Fils d'un rescapé de la Shoah d'origine bulgare et d'une mère d'origine syrienne, réputé réservé et peu disert, à l'opposé de son prédécesseur, Dan Halutz, qui se vantait des crimes de guerre
commis par l'armée israélienne au Liban et à Gaza en 2006, le chef d'état major de l'armée israélienne, le général Gabi Ashkenazi, 54 ans, agit dans l'ombre, utilisant son expérience passée
notamment lors de la guerre du Liban de 1982 où il a supervisé la SLA, South Lebanon Army - Armée du Sud Liban- armée collaborationniste. Il a ensuite été promu à la tête d'une unité d'élite de
tueurs, Golani, lors de la première Intifada. A l'époque, il a défendu ses soldats accusés d’exactions et de torture contre les palestiniens. Commandant du « front nord » (Liban, Syrie), il est
monté en grade, et on lui confie les missions les plus sensibles. Entre autres, la coordination du retrait israélien au Sud-Liban en mai 2000. Ashkenazi a durement critiqué le premier ministre en
poste, Ehud Barak, pour sa décision de retrait unilatéral des troupes israéliennes sans avoir obtenu le moindre accord ou bénéfice. Réputé bon stratagème en matière d'opérations terrestres. Il a
également supervisé la construction du Mur de l'Apartheid en Cisjordanie occupée. Opposé au retrait du Liban Sud sans gain substantiel, il est peu probable qu'il accepte un retrait des troupes de
Gaza sans pouvoir auparavant revendiquer une "victoire" militaire, quitte à massacrer un peu plus de civils palestiniens.
Depuis le début de l'attaque contre Gaza, Ashkenazi a opté pour le silence médiatique, pour lui même et toute la chaîne de commande, silence respecté à la lettre. Ce silence est une arme de guerre
psychologique contre la résistance palestinienne, mais est aussi destiné aux troupes sur le terrain. Les soldats israéliens qui combattent actuellement ont la possibilité d'utiliser les postes
radio dans les maisons palestiniennes dont les habitants ont fui, ou dans les véhicules abandonnés dans la rue.
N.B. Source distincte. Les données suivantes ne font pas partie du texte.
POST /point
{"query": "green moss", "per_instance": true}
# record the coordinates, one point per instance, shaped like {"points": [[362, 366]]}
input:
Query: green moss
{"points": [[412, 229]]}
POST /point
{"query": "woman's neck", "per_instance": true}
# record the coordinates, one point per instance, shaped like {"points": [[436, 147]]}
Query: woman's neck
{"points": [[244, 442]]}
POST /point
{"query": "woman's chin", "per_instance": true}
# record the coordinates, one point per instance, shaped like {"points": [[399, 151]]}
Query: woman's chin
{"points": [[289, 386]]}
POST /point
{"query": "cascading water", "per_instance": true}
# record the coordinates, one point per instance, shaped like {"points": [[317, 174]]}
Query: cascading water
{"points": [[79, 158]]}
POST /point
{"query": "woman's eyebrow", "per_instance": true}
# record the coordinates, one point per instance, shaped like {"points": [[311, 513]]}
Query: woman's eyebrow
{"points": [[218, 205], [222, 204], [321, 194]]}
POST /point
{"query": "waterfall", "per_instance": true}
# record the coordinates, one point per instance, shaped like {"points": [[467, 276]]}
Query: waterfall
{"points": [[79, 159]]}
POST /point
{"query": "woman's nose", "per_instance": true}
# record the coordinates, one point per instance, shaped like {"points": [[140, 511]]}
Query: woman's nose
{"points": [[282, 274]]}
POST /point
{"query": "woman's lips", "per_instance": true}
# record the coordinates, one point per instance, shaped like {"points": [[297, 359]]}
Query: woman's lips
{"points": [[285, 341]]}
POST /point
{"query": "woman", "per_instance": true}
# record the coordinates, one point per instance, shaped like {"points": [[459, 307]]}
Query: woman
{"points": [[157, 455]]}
Le haut commandement de l'armée craint les effets négatifs sur ses troupes, notamment
les annonces du nombre de soldats tués et blessés, surtout lorsqu'il s'agit d'officiers. Depuis quelques jours, alors que les réservistes sont entrés en action dans Gaza, les chiffres se font rares
sur les pertes subies par l'armée israélienne (morts et blessés). Il semble donc que cette consigne de silence, ou plutôt cet ordre de silence imposé par Ashkenazi comme arme de propagande, soit
utilisé pour endormir l'opinion publique israélienne mais aussi internationale. Cela peut fonctionner à court terme mais aura rapidement un effet boomerang discréditant toutes les informations
fournies par l'armée israélienne.
Pendant la guerre du Liban en 2006, Israël a aussi caché ses pertes : destruction de tanks, black out sur le nombre de soldats tués, mais le bouche à oreille fonctionnait. Actuellement c'est
l'unité nationale autour de ce silence complice. Les médias participent à cet effort de guerre : pas d'éloge des soldats tués, "par des tirs amis" . L'armée israélienne serait -telle si nulle pour
que la plupart des soldats tués l'aient été par un "tir ami" ? Habituellement, lorsqu'il y a mort par "tir ami" l'armée sioniste diligente immédiatement une enquête, ce qui n'est pas le cas
actuellement. Les familles aussi ont été recrutées dans cet effort de guerre : enterrements discrets, pas de photos dans les journaux.
Israël cache ses soldats morts. Combien ? Trente, Soixante ?
Quand la vérité est baillonnée, le silence devient mensonge.